Where is the female empowerment here?
There is an abundance of evidence provided by organisations such as Caritas’s Mental Health Clinic, Human Rights Watch (HRW) and the Lebanese NGO Forum, that rape and suicide are serious issues among migrant female workers. The Sri Lankan Government reports that 50 migrant domestic workers return to Sri Lanka “in distress” each day and embassies abroad are flooded with workers complaining of unpaid wages, sexual harassment and overwork.
The number of suicides is increasing. Over a four-year period, 45 Filipinas, 50 Sri Lankans and 105 Ethiopians killed themselves.
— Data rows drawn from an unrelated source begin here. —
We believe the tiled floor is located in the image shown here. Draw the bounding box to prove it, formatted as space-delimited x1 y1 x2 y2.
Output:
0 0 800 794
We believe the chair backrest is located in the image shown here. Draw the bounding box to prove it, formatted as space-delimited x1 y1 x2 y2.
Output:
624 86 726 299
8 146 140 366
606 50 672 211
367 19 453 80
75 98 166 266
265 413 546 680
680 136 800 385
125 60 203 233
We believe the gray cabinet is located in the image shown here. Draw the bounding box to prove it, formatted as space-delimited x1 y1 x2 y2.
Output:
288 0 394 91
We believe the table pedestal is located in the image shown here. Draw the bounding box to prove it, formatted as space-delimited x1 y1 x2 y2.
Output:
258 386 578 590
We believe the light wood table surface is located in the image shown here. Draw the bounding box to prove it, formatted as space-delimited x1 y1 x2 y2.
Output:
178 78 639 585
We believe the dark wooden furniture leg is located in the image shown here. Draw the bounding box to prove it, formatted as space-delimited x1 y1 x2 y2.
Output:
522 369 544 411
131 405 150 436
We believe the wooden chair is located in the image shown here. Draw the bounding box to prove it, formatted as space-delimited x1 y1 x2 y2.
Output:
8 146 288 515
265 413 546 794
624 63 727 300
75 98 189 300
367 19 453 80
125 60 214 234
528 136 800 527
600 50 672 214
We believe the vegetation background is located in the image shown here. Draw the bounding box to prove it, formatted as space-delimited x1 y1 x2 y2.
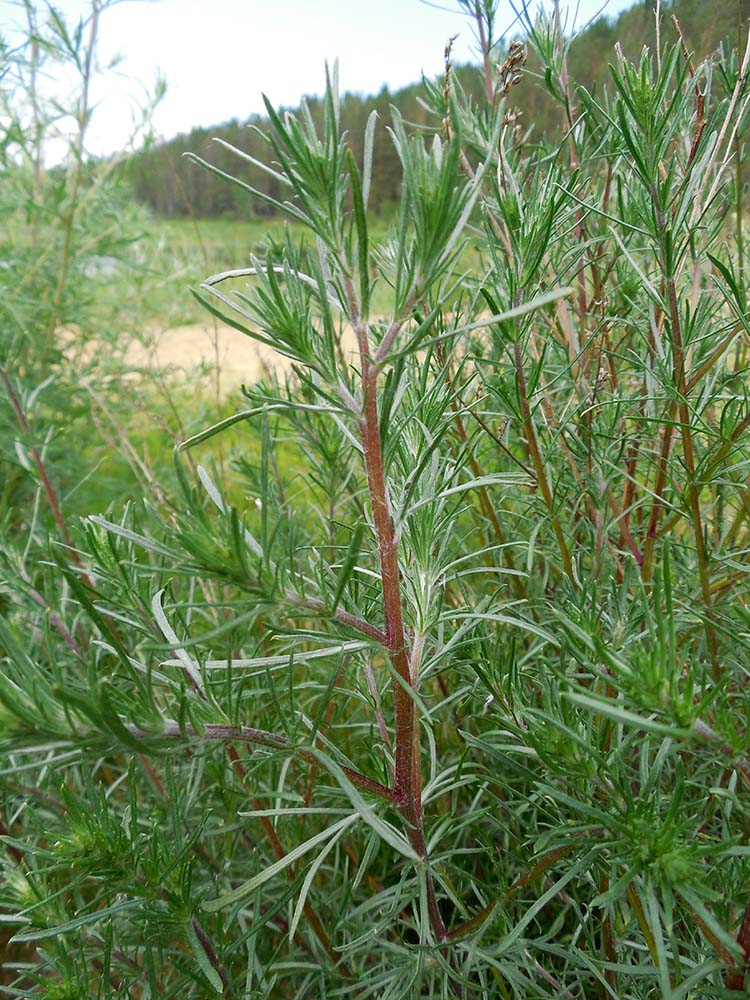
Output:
0 0 750 1000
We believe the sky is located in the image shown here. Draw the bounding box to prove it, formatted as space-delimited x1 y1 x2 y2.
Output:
0 0 633 154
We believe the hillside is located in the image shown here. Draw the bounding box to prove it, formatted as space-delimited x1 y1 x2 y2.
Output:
129 0 750 218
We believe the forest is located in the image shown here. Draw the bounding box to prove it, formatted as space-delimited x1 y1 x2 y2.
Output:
128 0 750 218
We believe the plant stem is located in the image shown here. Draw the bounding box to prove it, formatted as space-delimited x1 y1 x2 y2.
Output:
513 341 578 590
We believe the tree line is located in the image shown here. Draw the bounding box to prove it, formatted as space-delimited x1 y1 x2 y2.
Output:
126 0 750 218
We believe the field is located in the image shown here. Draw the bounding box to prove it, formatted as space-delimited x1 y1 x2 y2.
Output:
0 2 750 1000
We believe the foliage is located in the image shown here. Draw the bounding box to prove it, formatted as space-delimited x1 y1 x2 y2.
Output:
0 2 750 1000
125 0 750 220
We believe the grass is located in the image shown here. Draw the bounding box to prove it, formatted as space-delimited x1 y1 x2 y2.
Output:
0 0 750 1000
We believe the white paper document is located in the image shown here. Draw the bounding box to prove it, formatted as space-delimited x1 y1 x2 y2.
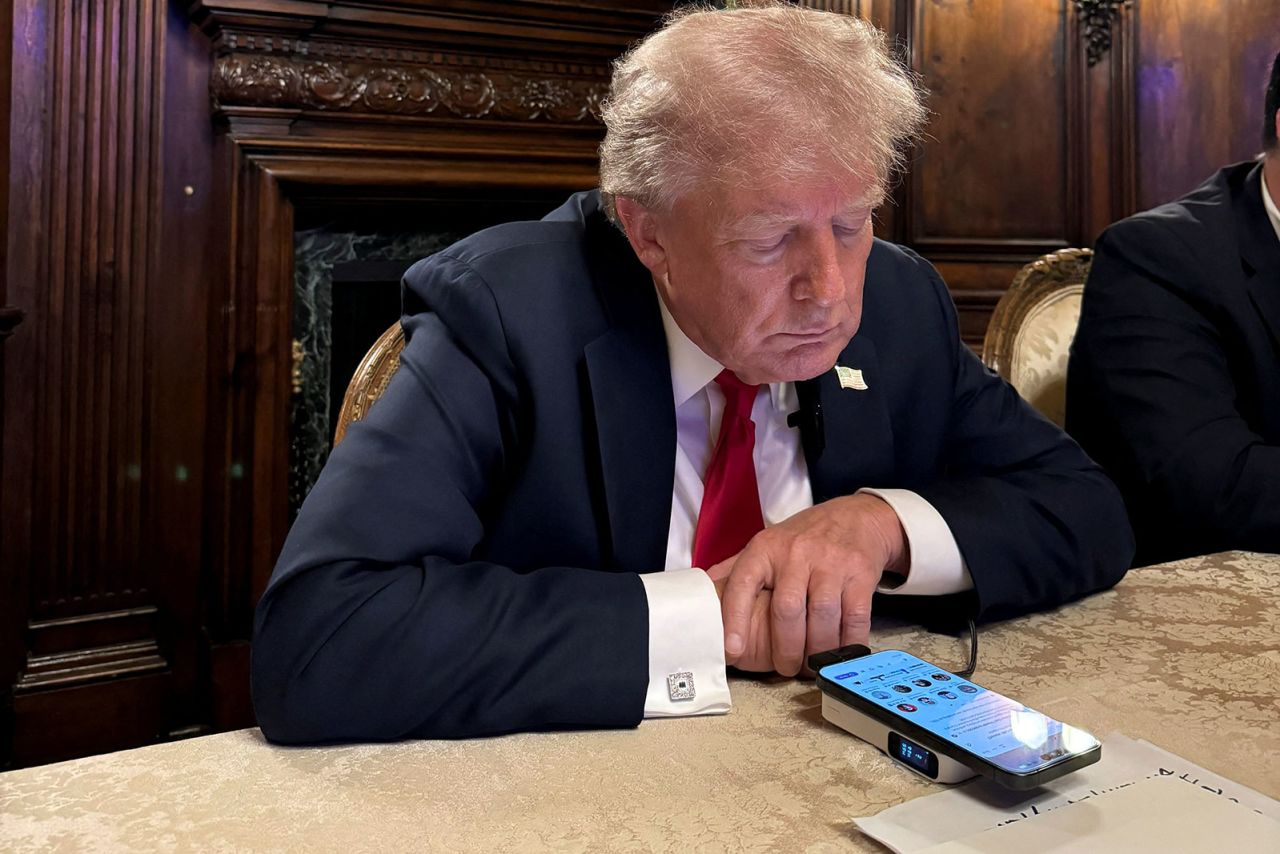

A pathologist says that in many cases, the corpses were covered in bruises, bites or burns.
HRW says that the Government of Sri Lanka “deserves credit for initiating important steps to manage the outflow of migrant workers and to start providing protections”. The Government set up an institutional structure, the Sri Lanka Bureau of Foreign Employment, in 1985, to help workers migrate through legal channels, and to minimise corruption and exploitation by recruitment agencies.
Is this enough? Is it working? Should a nation’s livelihood depend on the sufferings of a group of its citizens? Should a state manage its finances by depending on poor women who are being exploited and their family lives disrupted? If the state is to benefit, it should ensure that its benefactors are well -protected from abuse- and also respected for their contribution.
In the question and answer session with Sarah Stillman, Mark Ratledge commented: “Wars are now commodities, fought and supplied with outsourced labor.” Is Sri Lanka outsourcing its women to pay off its debts?